The model is based on the experience of real and diverse organisations in the industry. It can be used immediately as a tool for organisation self-reflection. It can be used to identify and affirm current good practice. Most importantly, it provides a framework for action to improve workplace health and safety performance in the Australasian rail industry.

Among other things, it stresses the need for good communication to encourage reporting and not to allow bad practice to fester.

The licensing agreement will enable RISSB to provide the research to its fee-paying members in Australia and New Zealand. This is a major step for rail safety. It will help rail operators in Australia and New Zealand to operate rail networks in the safest manner possible.

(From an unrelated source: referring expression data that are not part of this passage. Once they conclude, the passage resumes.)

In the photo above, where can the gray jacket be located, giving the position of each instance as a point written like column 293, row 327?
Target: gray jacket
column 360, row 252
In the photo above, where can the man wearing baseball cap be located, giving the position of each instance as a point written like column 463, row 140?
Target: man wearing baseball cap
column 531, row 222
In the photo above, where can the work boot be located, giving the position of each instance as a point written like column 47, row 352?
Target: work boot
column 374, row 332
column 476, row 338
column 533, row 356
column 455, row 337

ACRI has also signed an agreement with Centre Queensland University (CQU) to help organisations in the industry interpret the results of the survey. CQU was the major contributor to the original research and is ideally placed to ensure the benefits of the work can be fully realised by the sector.

The research was undertaken by the Co-operative Research Centre for Rail Innovation (CRC). Upon its creation in 2014 ACRI’s program included the development of legacy activities from the CRC when it ceased operations. The survey was one of those legacy activities.

ACRI also has an agreement with the US firm Qualtrics, which specialises in online survey software. This will enable organisations to use the survey data to help develop that all-important culture of safety.